Each artificial spawning habitat consists of two parts: a biscuit-sized disc with a small hole punched in the centre, through which a long thin spindle about the size of a drinking straw is threaded. “Even though it looks like a really simple thing, just a stalk that goes through a disc,” says Bamford, “in ceramics, you’ve got movement in the kiln, you’ve got shrinkage rates.” She hands me one from the initial batch. The spindle slots snugly into the ceramic disc. “That’s actually quite precise for a ceramic artist.” When installed, the disc sits towards the base of the spindle, buried slightly in the sediment to provide stability.
Bamford points at the middle of the stalk. “This little area here is where the handfish will lay her egg mass. The female dances around the stalk, and lays her eggs, then the male comes and fertilises them. She will stay with her eggs and protect them.” Many fish pass through an intermediate larval stage after spawning, but handfish hatch as tiny perfect replicas of their parents.
Bamford forms her artificial habitats from an exceptionally pure white clay known as Southern Ice Porcelain, developed at UTAS in the ’90s by leading ceramicist Les Blakebrough. Once the artificial habitats emerge fired and glass-hard from the kiln, they seem almost too clean to be installed in the murky depths of the Derwent.

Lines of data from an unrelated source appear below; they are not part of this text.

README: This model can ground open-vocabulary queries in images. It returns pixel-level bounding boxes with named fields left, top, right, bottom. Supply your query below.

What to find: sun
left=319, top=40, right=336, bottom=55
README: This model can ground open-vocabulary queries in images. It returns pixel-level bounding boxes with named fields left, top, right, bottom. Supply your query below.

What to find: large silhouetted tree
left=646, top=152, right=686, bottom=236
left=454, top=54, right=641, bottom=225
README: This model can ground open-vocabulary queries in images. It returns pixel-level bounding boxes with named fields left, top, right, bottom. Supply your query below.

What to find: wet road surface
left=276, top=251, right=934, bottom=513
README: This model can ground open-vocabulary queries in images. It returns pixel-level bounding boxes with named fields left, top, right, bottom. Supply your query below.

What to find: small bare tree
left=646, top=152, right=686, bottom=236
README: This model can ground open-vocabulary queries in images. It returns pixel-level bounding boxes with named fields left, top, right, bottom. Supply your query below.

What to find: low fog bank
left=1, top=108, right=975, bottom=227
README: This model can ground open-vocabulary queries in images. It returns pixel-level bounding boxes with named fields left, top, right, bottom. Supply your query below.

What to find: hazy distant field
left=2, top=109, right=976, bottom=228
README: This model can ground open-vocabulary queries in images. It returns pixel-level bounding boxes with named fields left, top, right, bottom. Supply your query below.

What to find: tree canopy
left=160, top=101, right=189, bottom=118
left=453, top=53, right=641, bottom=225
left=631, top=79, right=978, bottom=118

“I wanted to work with a white porcelain because I was given this image.” Bamford hands me a photo of one of the stalked ascidians. “It’s got this beautiful stalk, which is quite white. I chose the clay to try to match that.” She shows me some fancy artificial habitats she’s made, formed with whimsical topknots and decorative indentations. “I can’t help being a little bit artsy!” she admits, laughing. While these more elaborate artificial habitats won’t be installed in the wild, they did attract the interest of courting handfish in one of the captive breeding tanks. A female handfish laid her eggs on one of Bamford’s creations. “Oh, it was just fabulous,” she says. “It was like, ‘One of my clients is happy!’”
“I’ve done a lot of work in the past that’s quite interpretive,” says Bamford, “but this project is amazing because my work is actually going into the environment to support a threatened species. It’s a fabulous thing to be involved in.”

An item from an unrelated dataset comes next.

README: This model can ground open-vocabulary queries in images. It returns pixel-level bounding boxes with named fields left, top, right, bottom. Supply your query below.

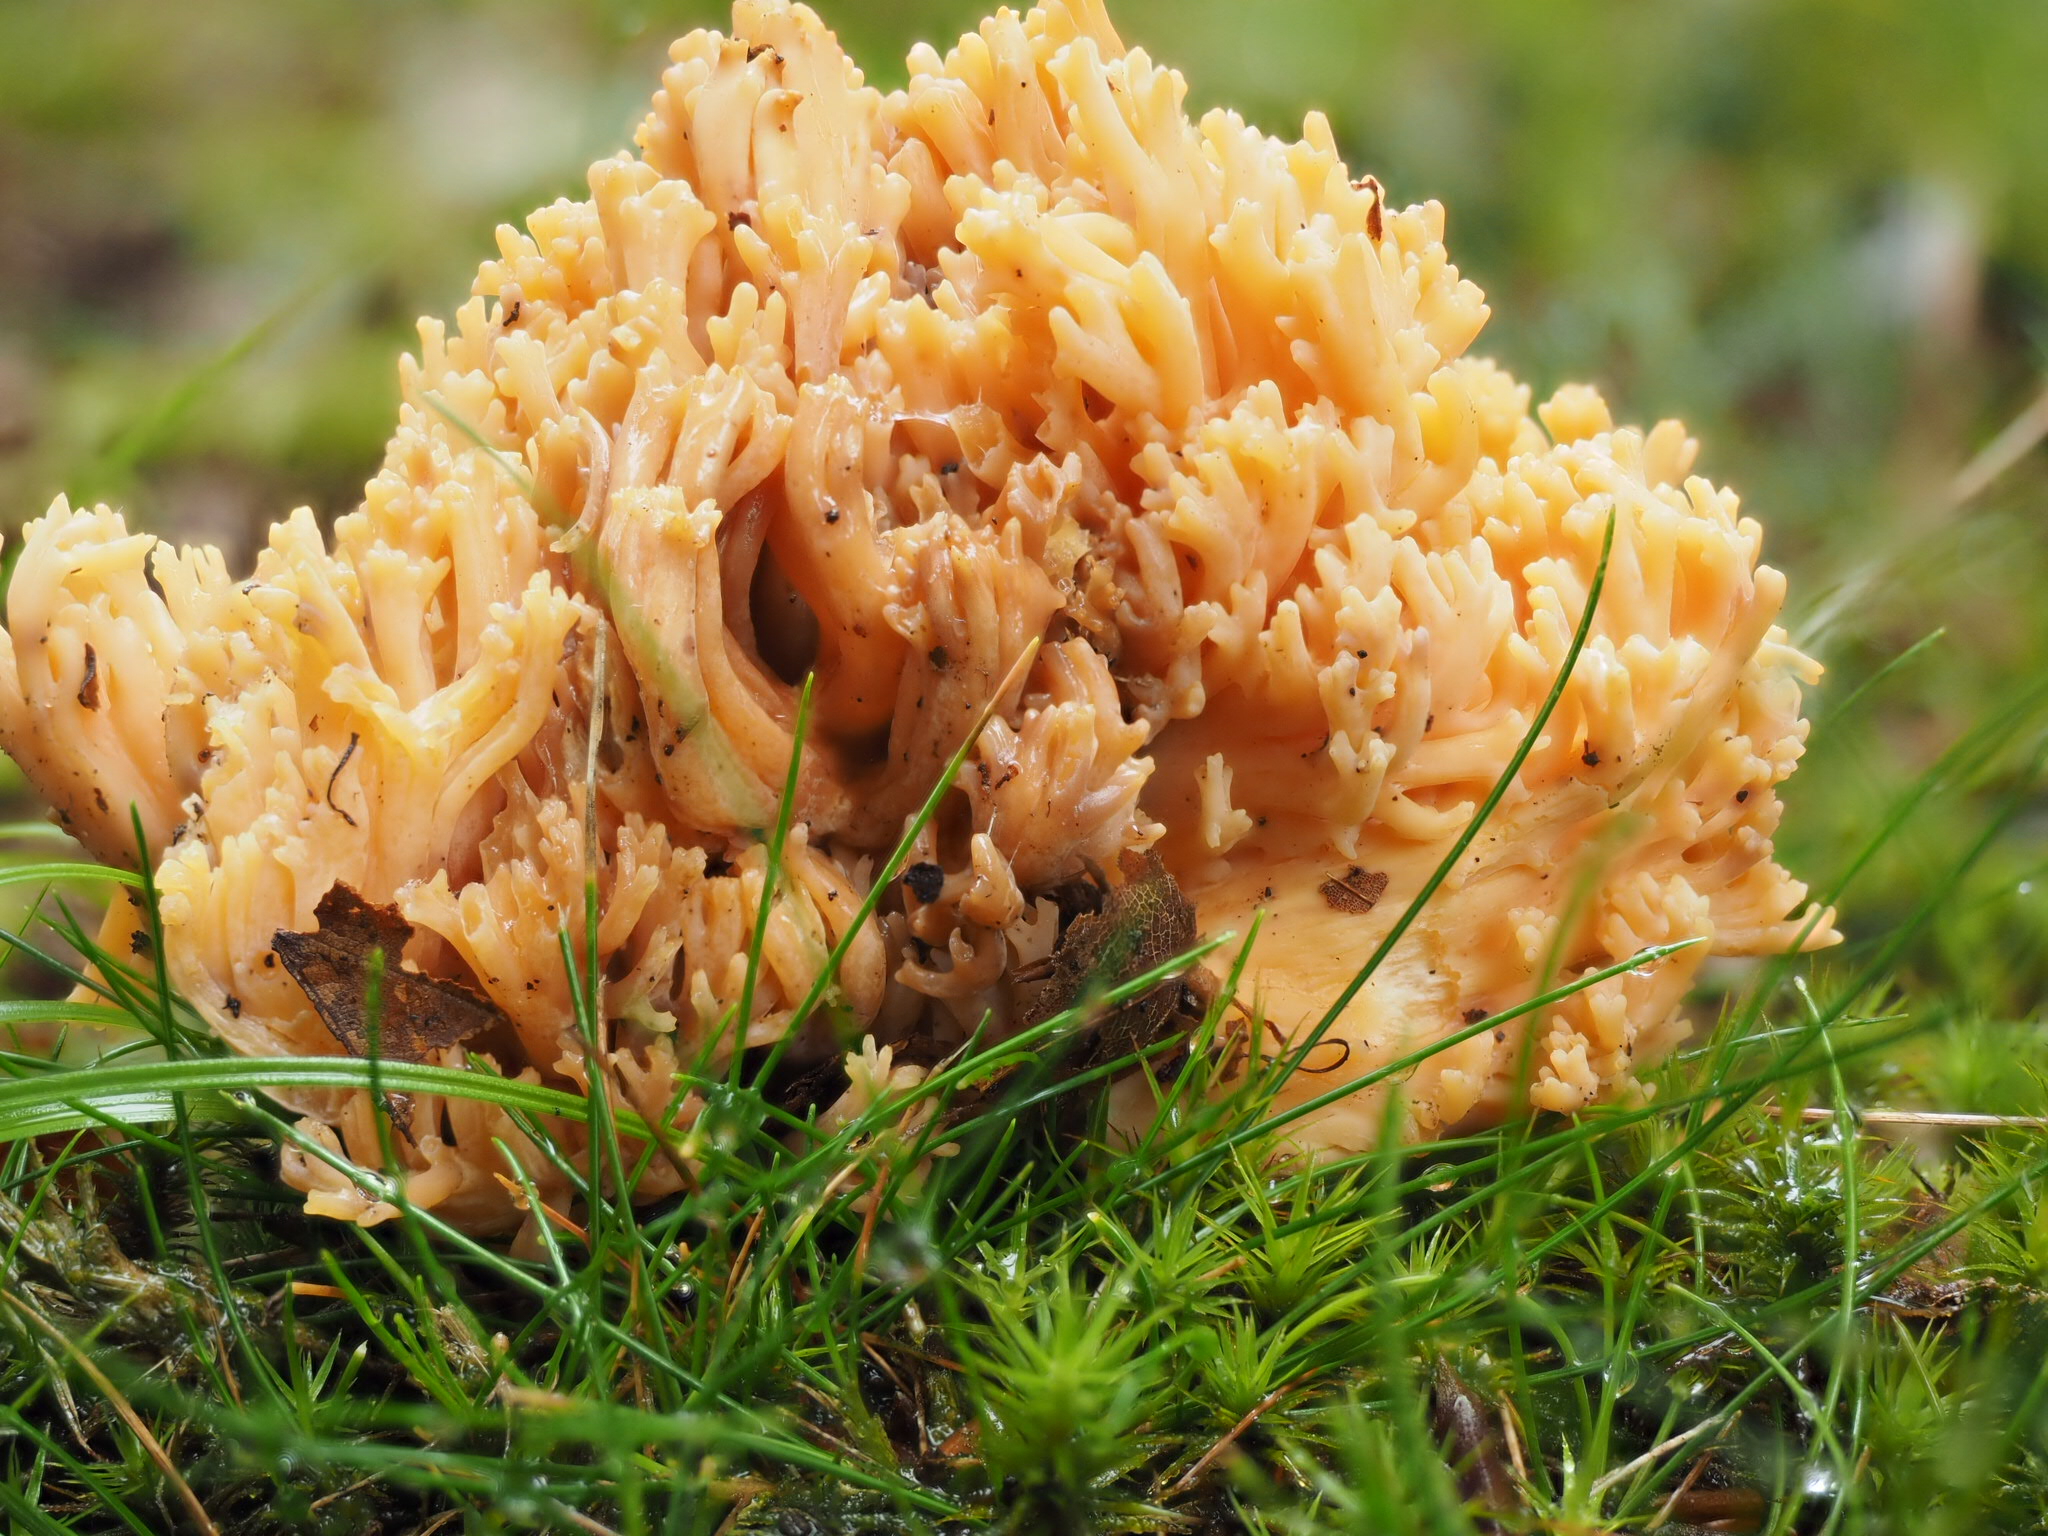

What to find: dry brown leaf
left=1318, top=866, right=1389, bottom=915
left=272, top=885, right=506, bottom=1063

Bamford walks past the massive slab roller where thick slices of raw clay are thrown down and flattened out like fresh pasta, and past the kilns that will fire the artificial habitats at 1280 degrees Celsius. She ends up at the extruder, a battered metal tube topped with a long lever, mounted on the wall.
“This has come out of the industrial revolution,” says Bamford as she slaps some clay into a lump and shoves it into the extruder. She pulls on the metal lever, ratcheting it to force the clay through a round aperture at its base. The clay streams out like toothpaste – perfect 7-millimetre-diameter cylinders that Bamford breaks off and places on a tray for fine-tuning.
It’s not enough to just cut the spindles to the correct length – clay has a memory, and if not rolled out by human hand, these stalks will bow in the kiln.
“If I roll them, it just gives the clay that little bit of compression, so I can have them straight, which is great for the design, and also for packing, delivering and deployment into the Derwent,” says Bamford. “If you’re handling these things underwater, with gloves, in scuba material, you want it to be as easy as possible. It’s not just designing something that I want to make – it’s got to actually work in the field. Every one of these pieces is bespoke, handmade.”
It’s the artist’s touch, the rolling and rounding of the individual pieces that gives the artificial habitats their final integrity. Her smoothing of burrs from the edges of every unfired disc allows the pieces to slot neatly together to form an elegant whole. One that will, hopefully, catch a passing handfish’s eye.